On 2 September 2021, in its judgment on case C‑57/19 P, European Commission v Tempus Energy, the Court of Justice ruled that there is a limit to how much information the Commission can be reasonably expected to request or collect before deciding whether a measure is compatible with the internal market.[1]

The European Commission appealed against the judgment of the General Court of 15 November 2018, in case T-793/14, Tempus Energy and Tempus Energy Technology v European Commission. The General Court annulled a Commission decision not to raise objections to an aid scheme concerning the market for electricity capacity in the UK. The scheme was complex, and the Commission decision and the two judgments were equally complex and lengthy.

The Commission did not raise objections because, on the basis of the information submitted by the UK, it found the scheme to be compatible with the internal market on the grounds that it complied with the criteria laid down in section 3.9 of the 2014-2020 Environmental and Energy Aid Guidelines [EEAG].

Tempus Energy held a licence to operate as an electricity supplier in the UK and to sell electricity management technology, also known as “demand-side response” [DSR].

With the aid scheme in question the UK sought to establish a capacity market by paying electricity suppliers who committed to provide electricity or reduce or delay their consumption of electricity during times of system stress [e.g. a sudden spike in demand]. The purpose of the scheme was to ensure security of supply.

In that system the amount of capacity required is decided centrally and the appropriate price for the supply of that amount is determined by the market through auctions. Auctions take place each year in respect of the capacity that has to be delivered four years later [the T‑4 auctions]. There are also the T-1 auctions that take place during the year prior to the delivery year. Because the T‑1 auctions provide a better route for DSR operators to access the market, the UK procured through the T‑1 auctions at least 50% of the capacity “reserved” four years earlier. Successful capacity providers were awarded a capacity contract at the clearing price, that is to say the lowest price determined via a descending-clock auction. The costs for the funding of capacity payments were borne by all licensed electricity suppliers.
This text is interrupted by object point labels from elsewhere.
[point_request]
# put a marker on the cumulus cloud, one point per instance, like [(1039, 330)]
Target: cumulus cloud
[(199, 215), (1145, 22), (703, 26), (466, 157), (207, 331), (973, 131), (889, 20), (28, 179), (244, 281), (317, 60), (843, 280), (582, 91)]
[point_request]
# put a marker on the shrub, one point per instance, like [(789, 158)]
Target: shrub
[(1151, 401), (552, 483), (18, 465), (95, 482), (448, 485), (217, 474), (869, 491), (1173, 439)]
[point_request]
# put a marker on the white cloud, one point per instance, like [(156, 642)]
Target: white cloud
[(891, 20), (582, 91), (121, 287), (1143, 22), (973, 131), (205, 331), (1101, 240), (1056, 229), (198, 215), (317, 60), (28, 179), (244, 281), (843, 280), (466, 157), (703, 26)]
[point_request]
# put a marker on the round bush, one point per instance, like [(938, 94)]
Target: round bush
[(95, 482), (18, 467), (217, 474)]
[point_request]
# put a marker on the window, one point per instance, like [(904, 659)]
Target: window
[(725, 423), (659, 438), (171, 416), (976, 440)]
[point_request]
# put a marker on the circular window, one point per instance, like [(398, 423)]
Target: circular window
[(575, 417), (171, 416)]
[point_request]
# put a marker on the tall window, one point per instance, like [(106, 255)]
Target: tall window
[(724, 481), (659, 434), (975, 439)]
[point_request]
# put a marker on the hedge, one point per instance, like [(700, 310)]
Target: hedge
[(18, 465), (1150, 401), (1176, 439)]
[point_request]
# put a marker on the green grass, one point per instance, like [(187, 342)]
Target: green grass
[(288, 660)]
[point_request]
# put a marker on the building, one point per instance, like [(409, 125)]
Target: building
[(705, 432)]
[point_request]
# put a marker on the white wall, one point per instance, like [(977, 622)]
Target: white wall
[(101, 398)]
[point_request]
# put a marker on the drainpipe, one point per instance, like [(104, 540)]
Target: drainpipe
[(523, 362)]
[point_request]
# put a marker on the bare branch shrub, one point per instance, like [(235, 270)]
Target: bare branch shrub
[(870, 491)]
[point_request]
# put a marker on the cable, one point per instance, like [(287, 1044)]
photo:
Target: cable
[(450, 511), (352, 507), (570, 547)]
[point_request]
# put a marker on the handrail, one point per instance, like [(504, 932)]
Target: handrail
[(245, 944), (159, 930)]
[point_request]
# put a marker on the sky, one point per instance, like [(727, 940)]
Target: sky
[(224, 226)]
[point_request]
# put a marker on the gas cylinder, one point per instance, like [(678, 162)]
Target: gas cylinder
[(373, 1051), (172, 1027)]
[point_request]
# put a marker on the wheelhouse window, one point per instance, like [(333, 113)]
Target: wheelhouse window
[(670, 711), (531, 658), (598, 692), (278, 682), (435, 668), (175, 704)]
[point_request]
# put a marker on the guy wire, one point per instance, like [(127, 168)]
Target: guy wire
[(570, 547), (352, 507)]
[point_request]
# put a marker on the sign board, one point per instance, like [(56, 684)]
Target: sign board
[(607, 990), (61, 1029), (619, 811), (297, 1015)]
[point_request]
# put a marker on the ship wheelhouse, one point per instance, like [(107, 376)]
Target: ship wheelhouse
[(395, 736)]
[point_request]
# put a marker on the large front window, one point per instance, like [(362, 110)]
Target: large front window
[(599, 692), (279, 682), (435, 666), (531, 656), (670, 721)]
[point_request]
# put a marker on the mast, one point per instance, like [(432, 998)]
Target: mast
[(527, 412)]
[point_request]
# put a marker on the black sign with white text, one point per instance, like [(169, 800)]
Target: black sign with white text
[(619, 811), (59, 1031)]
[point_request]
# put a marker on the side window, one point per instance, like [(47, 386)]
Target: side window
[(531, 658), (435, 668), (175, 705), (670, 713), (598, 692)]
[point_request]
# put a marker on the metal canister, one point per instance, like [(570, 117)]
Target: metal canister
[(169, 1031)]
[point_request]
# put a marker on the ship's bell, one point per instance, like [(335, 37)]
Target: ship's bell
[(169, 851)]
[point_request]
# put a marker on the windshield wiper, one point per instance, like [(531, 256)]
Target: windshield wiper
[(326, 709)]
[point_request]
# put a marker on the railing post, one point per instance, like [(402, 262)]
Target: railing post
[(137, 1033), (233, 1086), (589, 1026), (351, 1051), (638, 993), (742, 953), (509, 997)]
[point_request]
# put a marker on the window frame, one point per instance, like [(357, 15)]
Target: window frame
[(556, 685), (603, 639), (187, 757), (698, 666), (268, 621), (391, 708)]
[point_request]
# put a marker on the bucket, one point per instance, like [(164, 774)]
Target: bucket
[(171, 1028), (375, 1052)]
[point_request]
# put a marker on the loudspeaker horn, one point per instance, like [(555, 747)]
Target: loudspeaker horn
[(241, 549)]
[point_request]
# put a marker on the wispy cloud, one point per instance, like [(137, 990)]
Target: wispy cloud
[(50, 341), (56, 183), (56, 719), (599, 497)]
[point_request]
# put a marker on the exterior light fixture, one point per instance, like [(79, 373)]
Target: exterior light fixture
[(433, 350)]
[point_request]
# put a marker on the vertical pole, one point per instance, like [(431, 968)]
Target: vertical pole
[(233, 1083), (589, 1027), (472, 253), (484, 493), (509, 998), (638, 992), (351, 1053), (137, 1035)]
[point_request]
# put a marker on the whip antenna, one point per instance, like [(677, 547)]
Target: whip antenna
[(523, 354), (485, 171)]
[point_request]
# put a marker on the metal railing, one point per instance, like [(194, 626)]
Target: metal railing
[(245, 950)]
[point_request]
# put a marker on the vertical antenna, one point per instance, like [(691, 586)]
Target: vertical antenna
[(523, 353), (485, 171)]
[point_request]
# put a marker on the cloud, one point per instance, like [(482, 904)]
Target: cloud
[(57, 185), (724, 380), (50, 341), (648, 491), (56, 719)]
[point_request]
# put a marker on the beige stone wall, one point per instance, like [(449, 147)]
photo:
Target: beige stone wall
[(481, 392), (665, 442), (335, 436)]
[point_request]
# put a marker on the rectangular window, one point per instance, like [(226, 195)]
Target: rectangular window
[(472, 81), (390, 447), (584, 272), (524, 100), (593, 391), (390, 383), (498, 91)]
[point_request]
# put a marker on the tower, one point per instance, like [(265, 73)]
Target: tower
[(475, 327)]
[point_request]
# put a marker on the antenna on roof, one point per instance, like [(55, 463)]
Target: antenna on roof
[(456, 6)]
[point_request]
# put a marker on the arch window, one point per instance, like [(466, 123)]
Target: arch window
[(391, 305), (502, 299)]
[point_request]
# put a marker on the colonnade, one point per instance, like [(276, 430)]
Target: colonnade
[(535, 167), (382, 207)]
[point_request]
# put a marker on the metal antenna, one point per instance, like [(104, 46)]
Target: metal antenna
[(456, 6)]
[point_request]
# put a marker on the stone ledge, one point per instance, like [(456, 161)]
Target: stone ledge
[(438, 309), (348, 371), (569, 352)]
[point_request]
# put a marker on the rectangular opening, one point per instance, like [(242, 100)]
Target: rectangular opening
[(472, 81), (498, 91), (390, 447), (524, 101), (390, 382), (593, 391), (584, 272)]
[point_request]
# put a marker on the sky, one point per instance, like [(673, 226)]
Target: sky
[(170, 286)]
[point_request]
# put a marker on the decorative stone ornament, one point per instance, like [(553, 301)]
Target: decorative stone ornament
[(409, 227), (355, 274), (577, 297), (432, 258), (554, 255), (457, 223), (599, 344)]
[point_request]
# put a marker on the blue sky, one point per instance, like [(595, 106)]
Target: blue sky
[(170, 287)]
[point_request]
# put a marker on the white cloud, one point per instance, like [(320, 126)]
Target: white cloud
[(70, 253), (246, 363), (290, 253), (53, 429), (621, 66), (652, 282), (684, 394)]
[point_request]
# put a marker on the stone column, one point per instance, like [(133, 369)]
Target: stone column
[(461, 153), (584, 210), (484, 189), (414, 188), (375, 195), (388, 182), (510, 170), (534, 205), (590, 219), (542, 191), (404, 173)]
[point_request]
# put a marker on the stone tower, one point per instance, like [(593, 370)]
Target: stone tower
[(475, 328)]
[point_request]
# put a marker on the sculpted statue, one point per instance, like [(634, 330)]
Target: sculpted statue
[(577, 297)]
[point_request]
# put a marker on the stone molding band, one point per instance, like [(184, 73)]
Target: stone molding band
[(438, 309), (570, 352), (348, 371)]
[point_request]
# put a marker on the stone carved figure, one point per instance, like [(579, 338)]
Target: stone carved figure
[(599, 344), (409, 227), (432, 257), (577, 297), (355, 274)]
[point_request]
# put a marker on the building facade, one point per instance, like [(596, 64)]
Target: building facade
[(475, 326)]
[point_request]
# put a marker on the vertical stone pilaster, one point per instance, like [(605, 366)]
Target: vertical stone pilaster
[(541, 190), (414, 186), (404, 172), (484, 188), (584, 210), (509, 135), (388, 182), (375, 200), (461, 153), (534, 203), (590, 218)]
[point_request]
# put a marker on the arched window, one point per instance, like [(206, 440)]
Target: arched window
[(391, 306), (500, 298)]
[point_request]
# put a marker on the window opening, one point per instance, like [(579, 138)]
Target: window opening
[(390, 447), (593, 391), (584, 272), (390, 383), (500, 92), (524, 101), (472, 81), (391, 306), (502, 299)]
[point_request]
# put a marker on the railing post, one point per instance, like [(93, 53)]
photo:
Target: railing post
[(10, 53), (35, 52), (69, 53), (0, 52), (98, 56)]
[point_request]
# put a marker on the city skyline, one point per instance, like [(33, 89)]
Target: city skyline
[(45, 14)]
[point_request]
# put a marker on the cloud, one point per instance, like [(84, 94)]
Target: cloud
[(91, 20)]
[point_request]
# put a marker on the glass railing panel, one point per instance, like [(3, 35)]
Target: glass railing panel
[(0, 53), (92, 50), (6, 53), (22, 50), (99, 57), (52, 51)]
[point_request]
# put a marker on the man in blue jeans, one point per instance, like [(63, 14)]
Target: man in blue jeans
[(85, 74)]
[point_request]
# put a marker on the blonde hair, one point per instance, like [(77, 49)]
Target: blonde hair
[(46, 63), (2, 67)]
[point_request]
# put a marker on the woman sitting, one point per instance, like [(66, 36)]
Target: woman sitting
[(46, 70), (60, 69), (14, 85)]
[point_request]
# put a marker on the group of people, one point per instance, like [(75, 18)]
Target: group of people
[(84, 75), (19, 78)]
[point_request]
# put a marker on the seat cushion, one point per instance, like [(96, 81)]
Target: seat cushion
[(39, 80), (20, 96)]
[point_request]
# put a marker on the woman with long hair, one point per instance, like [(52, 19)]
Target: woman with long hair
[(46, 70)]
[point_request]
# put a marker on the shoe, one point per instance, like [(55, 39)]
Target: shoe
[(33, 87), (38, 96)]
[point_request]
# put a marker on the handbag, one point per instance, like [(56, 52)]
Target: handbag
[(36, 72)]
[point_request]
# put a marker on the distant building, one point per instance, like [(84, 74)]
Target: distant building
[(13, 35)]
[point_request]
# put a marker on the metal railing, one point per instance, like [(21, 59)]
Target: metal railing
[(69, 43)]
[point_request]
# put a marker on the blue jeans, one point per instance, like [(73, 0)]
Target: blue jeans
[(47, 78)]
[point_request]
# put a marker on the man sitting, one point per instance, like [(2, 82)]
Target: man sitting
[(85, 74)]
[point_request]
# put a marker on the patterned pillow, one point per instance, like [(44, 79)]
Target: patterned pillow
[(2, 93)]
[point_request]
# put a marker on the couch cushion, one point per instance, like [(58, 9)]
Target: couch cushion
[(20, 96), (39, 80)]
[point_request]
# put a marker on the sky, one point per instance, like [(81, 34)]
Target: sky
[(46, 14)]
The Commission argued that the General Court misinterpreted Article 108(2) and (3) TFEU and Article 4(2) and (3) of Regulation 659/1999. In particular, the Commission claimed that the General Court misinterpreted the concept of “serious difficulties” and that it erroneously concluded that the Commission had failed to carry out an appropriate investigation in the capacity market of the UK.

The obligations of the Commission in the preliminary examination phase

The Court of Justice, first, recalled that “(38) the lawfulness of a decision not to raise objections, […], based on Article 4(3) of Regulation No 659/1999, depends on the question whether the assessment of the information and evidence which the Commission had at its disposal during the preliminary examination phase of the measure notified should objectively have raised doubts as to the compatibility of that measure with the internal market, given that such doubts must lead to the initiation of a formal investigation procedure in which the interested parties referred to in Article 1(h) of that regulation may participate”.

“(39) In order to have its action for annulment upheld, the applicant may invoke any plea capable of showing that the assessment of the information and evidence which the Commission had at its disposal during the preliminary examination phase of the measure notified should have raised doubts as to the compatibility of that measure with the internal market.”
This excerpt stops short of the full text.